然而,这里是Python脚本,我用于基准测试,也许有人用MKL加速的Numpy / Scipy可以发布他们的数字.请注意,我只是注释掉n = 10000行以禁用胖矩阵X的情况,并执行n = 1向量的情况. (抱歉.)
import scipy.linalg as sla
import numpy.linalg as nla
from numpy.random import RandomState
from timeit import timeit
import numpy as np
RNG = RandomState(69)
m=160
n=1
#n=10000
Ac = RNG.randn(m,m)
if 1:
Ac = np.triu(Ac)
bc = RNG.randn(m,n)
Af = Ac.copy("F")
bf = bc.copy("F")
if 0: # Save to Matlab format
import scipy.io as io
io.savemat("b_%d.mat"%(n,),dict(A=Ac,b=bc))
import sys
sys.exit(0)
def lapper(fn,source,**kwargs):
Alocal = source[0].copy()
blocal = source[1].copy()
fn(Alocal,blocal,**kwargs)
laps = (1000 if n<=1 else 100)
def printer(t,s=''):
print ("%g seconds,%d laps," % (t/float(laps),laps)) + s
return t/float(laps)
t=[]
print "C"
t.append(printer(timeit(lambda: lapper(sla.solve,(Ac,bc)),number=laps),"scipy.solve"))
t.append(printer(timeit(lambda: lapper(sla.solve,bc),check_finite=False),"scipy.solve,infinite-ok"))
t.append(printer(timeit(lambda: lapper(nla.solve,"numpy.solve"))
#print "F" # Doesn't seem to matter
#printer(timeit(lambda: lapper(sla.solve,(Af,bf)),number=laps))
#printer(timeit(lambda: lapper(nla.solve,number=laps))
print "sla with tweaks"
t.append(printer(timeit(lambda: lapper(sla.solve,overwrite_a=True,overwrite_b=True,"scipy.solve destructive"))
print "Tri"
t.append(printer(timeit(lambda: lapper(sla.solve_triangular,"scipy.solve_triangular"))

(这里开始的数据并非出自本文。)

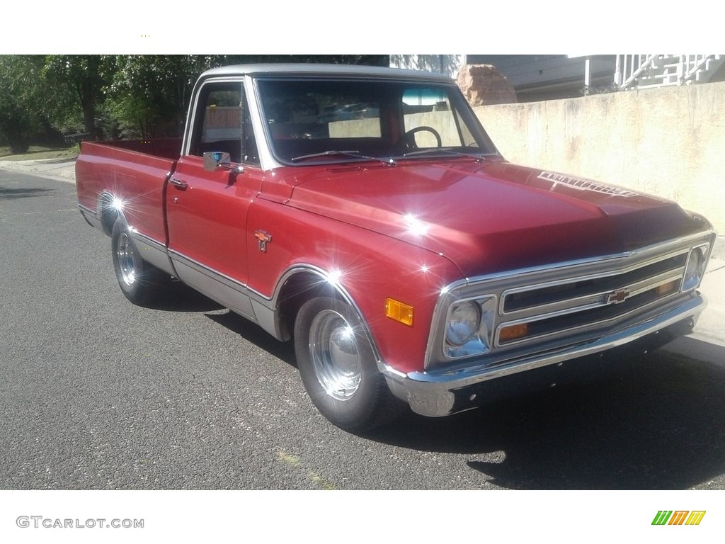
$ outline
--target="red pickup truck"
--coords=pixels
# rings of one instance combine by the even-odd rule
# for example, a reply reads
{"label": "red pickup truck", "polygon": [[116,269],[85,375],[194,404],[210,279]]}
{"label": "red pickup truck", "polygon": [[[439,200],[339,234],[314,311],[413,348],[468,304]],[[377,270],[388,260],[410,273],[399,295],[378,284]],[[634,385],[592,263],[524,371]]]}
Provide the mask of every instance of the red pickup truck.
{"label": "red pickup truck", "polygon": [[130,300],[181,280],[294,341],[352,431],[653,349],[705,305],[704,218],[508,162],[442,75],[213,69],[182,139],[85,142],[76,183]]}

t.append(printer(timeit(lambda: lapper(sla.solve_triangular,"scipy.solve_triangular,inf-ok"))
t.append(printer(timeit(lambda: lapper(sla.solve_triangular,"scipy.solve_triangular destructive"))
print "LU"
piv = np.arange(m)
t.append(printer(timeit(lambda: lapper(
lambda X,b: sla.lu_solve((X,piv),b,"LU"))
print "all times:"
print t
输出上述脚本的矢量情况,n = 1:
C 0.000739405 seconds,1000 laps,scipy.solve 0.000624746 seconds,scipy.solve,infinite-ok 0.000590003 seconds,numpy.solve sla with tweaks 0.000608365 seconds,scipy.solve destructive Tri 0.000208711 seconds,scipy.solve_triangular 9.38371e-05 seconds,scipy.solve_triangular,inf-ok 9.37682e-05 seconds,scipy.solve_triangular destructive LU 0.000100215 seconds,LU all times: [0.0007394047886284343,0.00062474593940593,0.0005900030818282472,0.0006083650710913095,0.00020871054023307778,9.383710445114923e-05,9.37682389063692e-05,0.00010021534750467032]
上述脚本的输出矩阵情况n = 10000:
C 0.118985 seconds,100 laps,scipy.solve 0.113687 seconds,infinite-ok 0.115569 seconds,numpy.solve sla with tweaks 0.113122 seconds,scipy.solve destructive Tri 0.0725959 seconds,scipy.solve_triangular 0.0634396 seconds,inf-ok 0.0638423 seconds,scipy.solve_triangular destructive LU 0.1115 seconds,LU all times: [0.11898513112988955,0.11368747217793944,0.11556863916356903,0.11312182352918797,0.07259593807427585,0.0634396208970783,0.06384230931663318,0.11150022257648459]
请注意,上述Python脚本可以将其数组保存为Matlab .MAT数据文件.这是目前禁用的(如果0,抱歉),但如果启用,您可以测试Matlab的速度在完全相同的数据.这是Matlab的时序脚本:
clear
q = load('b_10000.mat');
A=q.A;
b=q.b;
clear q
matrix_time = timeit(@() A\b)
q = load('b_1.mat');
A=q.A;
b=q.b;
clear q
vector_time = timeit(@() A\b)
您将需要Mathworks文件交换:http://www.mathworks.com/matlabcentral/fileexchange/18798-timeit-benchmarking-function的时间函数.它产生以下输出:
matrix_time =
0.0099989
vector_time =
2.2487e-05
这个经验分析的结果是,至少在Python中,当你有一个三角形系统时,只要使用scipy.linalg.solve_triangular,至少使用check_finite = False关键字参数来实现快速和非破坏性解决方案.